Я взял бинокль и стал смотреть. Человек в фокусе был виден: высокий, с длинными руками, волосы белесые. Впечатление создавалось такое, что он действительно не один: что-то кому-то говорил яростно и пылко, словно пытался доказать.

– Действительно непонятно, – сказал я, пожав плечами. – Может, обкурился?

– Не похоже.

Кузьменко глянул на меня подозрительно.

– Вам он никого не напоминает?

– Мне? Вася, ты что сам обкурился? Какого… ты меня сюда позвал?

И вдруг кольнуло.

– Почему он должен мне кого-то напоминать?
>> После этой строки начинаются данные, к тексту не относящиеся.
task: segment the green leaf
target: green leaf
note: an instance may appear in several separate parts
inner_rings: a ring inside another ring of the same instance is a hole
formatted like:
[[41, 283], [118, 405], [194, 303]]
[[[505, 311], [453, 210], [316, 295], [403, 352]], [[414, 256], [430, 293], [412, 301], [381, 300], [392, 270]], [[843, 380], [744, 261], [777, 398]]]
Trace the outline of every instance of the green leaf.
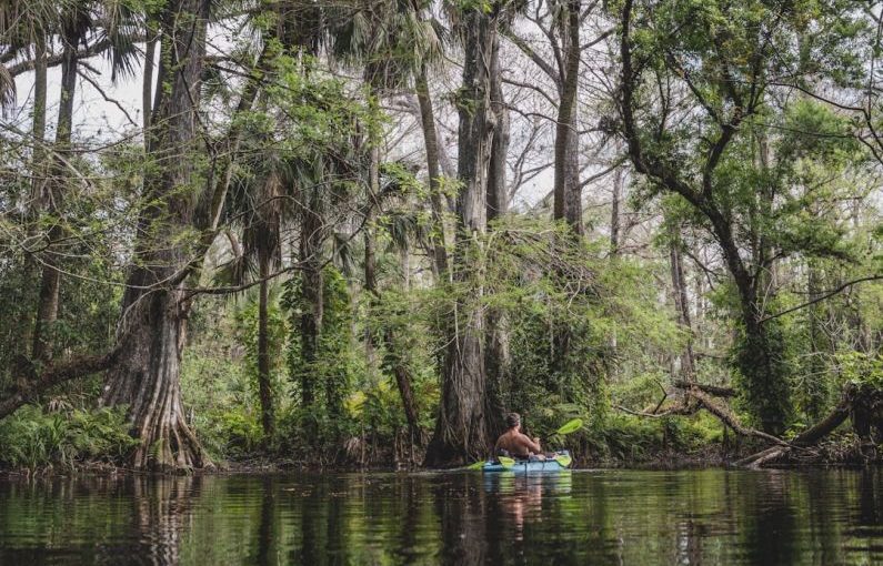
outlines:
[[556, 434], [563, 436], [565, 434], [575, 433], [580, 428], [582, 428], [582, 418], [573, 418], [572, 421], [568, 421], [566, 423], [564, 423], [564, 425], [562, 425], [561, 428], [558, 429]]

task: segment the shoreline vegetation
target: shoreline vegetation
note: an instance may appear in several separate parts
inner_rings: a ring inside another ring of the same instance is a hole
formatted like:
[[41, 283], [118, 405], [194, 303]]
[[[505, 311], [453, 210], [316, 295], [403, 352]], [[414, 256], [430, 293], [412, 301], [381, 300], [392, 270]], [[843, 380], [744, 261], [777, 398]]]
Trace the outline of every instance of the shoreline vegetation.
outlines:
[[880, 464], [856, 6], [3, 3], [0, 469]]

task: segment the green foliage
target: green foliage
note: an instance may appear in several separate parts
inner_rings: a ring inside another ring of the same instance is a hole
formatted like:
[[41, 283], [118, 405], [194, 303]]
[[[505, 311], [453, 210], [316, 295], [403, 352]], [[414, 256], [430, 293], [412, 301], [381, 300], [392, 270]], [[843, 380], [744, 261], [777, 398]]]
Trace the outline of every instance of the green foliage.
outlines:
[[0, 421], [0, 464], [28, 469], [119, 464], [138, 444], [128, 429], [124, 407], [48, 413], [28, 405]]
[[883, 356], [863, 352], [844, 352], [836, 356], [841, 382], [883, 388]]
[[[289, 342], [288, 351], [292, 382], [310, 381], [321, 398], [294, 411], [289, 422], [294, 423], [298, 429], [307, 426], [309, 431], [322, 431], [327, 437], [338, 439], [351, 428], [345, 422], [344, 401], [351, 392], [358, 365], [350, 334], [352, 305], [347, 281], [334, 266], [322, 270], [322, 326], [317, 336], [315, 358], [304, 356], [302, 335]], [[303, 277], [294, 276], [285, 283], [282, 305], [291, 317], [291, 326], [301, 329], [301, 317], [314, 309], [303, 293]]]

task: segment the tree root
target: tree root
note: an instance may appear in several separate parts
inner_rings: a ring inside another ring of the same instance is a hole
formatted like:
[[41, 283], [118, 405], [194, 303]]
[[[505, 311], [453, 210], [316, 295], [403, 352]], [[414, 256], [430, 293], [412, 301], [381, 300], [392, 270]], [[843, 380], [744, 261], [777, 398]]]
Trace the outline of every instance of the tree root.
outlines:
[[122, 345], [118, 344], [102, 355], [74, 356], [52, 364], [39, 374], [30, 360], [19, 356], [16, 360], [18, 385], [0, 400], [0, 418], [9, 416], [22, 405], [33, 402], [50, 387], [108, 370], [117, 363], [121, 351]]

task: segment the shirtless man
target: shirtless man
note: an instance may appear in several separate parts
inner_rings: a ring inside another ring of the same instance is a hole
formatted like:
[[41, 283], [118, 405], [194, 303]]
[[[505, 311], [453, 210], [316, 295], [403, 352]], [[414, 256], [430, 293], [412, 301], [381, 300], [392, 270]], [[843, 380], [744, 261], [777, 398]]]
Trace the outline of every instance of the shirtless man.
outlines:
[[531, 439], [526, 434], [521, 433], [521, 415], [509, 413], [505, 416], [505, 424], [509, 429], [496, 439], [493, 447], [494, 454], [504, 449], [516, 458], [529, 458], [535, 455], [539, 459], [545, 459], [543, 448], [540, 446], [540, 438]]

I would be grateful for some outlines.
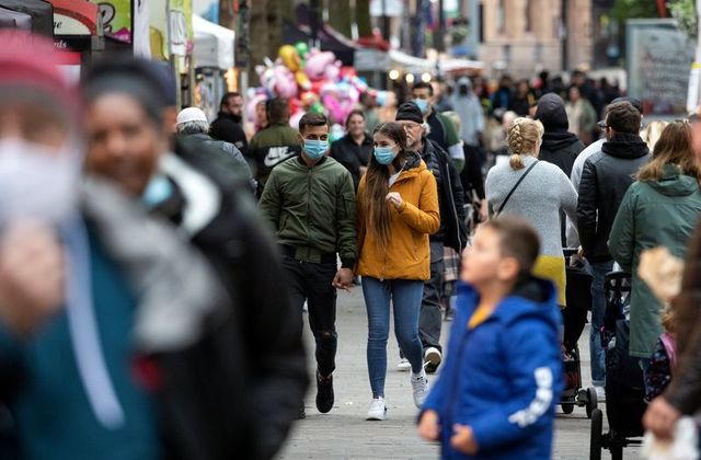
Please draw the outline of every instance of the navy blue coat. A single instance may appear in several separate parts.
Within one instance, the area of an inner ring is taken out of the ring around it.
[[[468,330],[478,292],[462,284],[446,364],[424,404],[438,413],[444,459],[548,459],[563,371],[561,313],[550,281],[531,278]],[[472,427],[479,452],[450,446],[453,424]]]

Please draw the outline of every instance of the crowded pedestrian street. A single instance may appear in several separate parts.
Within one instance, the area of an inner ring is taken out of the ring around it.
[[[0,460],[701,460],[701,0],[0,0]]]
[[[279,459],[435,459],[439,447],[411,436],[416,429],[416,411],[407,390],[407,372],[397,370],[397,341],[390,340],[388,370],[388,412],[382,423],[365,421],[367,367],[365,364],[367,319],[359,288],[338,295],[338,368],[336,403],[329,414],[314,411],[311,392],[306,399],[307,418],[297,423],[279,455]],[[449,322],[444,322],[447,333]],[[445,336],[446,334],[444,334]],[[586,331],[583,337],[586,337]],[[307,346],[313,337],[306,334]],[[585,387],[590,386],[588,341],[579,341]],[[392,353],[394,352],[394,353]],[[392,356],[394,355],[394,356]],[[310,369],[311,370],[311,369]],[[433,379],[432,379],[433,380]],[[601,404],[600,407],[605,409]],[[606,424],[605,424],[606,425]],[[584,407],[570,415],[558,409],[553,459],[588,459],[590,421]],[[608,427],[607,427],[608,428]],[[640,447],[625,449],[625,458],[639,458]]]

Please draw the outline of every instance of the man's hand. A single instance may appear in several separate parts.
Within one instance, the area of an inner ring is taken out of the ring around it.
[[[402,207],[402,203],[404,203],[404,200],[402,199],[402,195],[400,195],[397,192],[390,192],[387,194],[387,198],[386,198],[389,203],[391,203],[392,205],[394,205],[394,207],[397,208],[397,210],[399,210]]]
[[[440,424],[438,423],[438,413],[436,411],[423,413],[418,423],[418,436],[427,441],[440,439]]]
[[[333,277],[333,287],[336,289],[350,290],[353,286],[353,271],[350,268],[341,268]]]
[[[64,253],[46,226],[12,225],[0,240],[0,319],[31,334],[64,304]]]
[[[478,453],[478,444],[472,435],[472,428],[466,425],[456,424],[452,426],[452,433],[453,435],[450,438],[450,446],[469,456]]]
[[[643,417],[643,426],[652,432],[658,439],[671,439],[675,424],[681,418],[681,413],[665,400],[656,398],[647,406]]]

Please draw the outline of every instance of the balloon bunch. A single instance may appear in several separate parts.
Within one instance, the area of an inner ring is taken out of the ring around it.
[[[353,67],[342,67],[333,53],[310,49],[304,42],[283,45],[277,60],[266,58],[256,72],[262,87],[249,94],[248,112],[255,112],[253,102],[261,96],[285,97],[290,103],[292,127],[308,112],[325,113],[332,123],[343,124],[360,93],[368,90]]]

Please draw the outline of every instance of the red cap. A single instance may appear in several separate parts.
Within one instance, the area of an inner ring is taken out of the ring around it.
[[[79,100],[64,72],[54,44],[25,31],[0,30],[0,90],[5,87],[39,90],[70,110]]]

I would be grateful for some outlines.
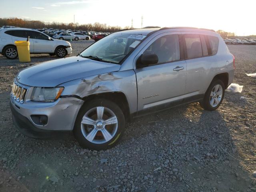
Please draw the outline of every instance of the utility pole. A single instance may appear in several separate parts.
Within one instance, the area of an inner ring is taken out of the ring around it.
[[[143,16],[141,16],[141,28],[142,28],[142,24],[143,24]]]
– Потому что дней десять тому назад этого самого человека хотели привлечь за попытку совершения убийства, он хотел задавить, кстати, не своей машиной некоего журналиста. Вы не знаете, как его зовут?

Я молчал, соображая.

– Скажите, почему вы отказались писать заявление? И кто этот человек? Чем вы связаны?

– Я на допросе?

– Извините, увлёкся немного, – пробормотал Василий. – Нехорошая привычка, сам уже иногда веду себя как мент.

– Я тебе отвечу, но это ничего не даст. Я его знаю не больше твоего. Мне бы и самому хотелось кое в чем разобраться.

Я ещё раз посмотрел в бинокль и мне показалось, что рядом с человеком стоят пятеро. Пять чёрных теней. Посмотрел простым глазом. Тени оставались, но были уже подвижными. Они стали сужать круг, оставляя человеку один путь – с крыши.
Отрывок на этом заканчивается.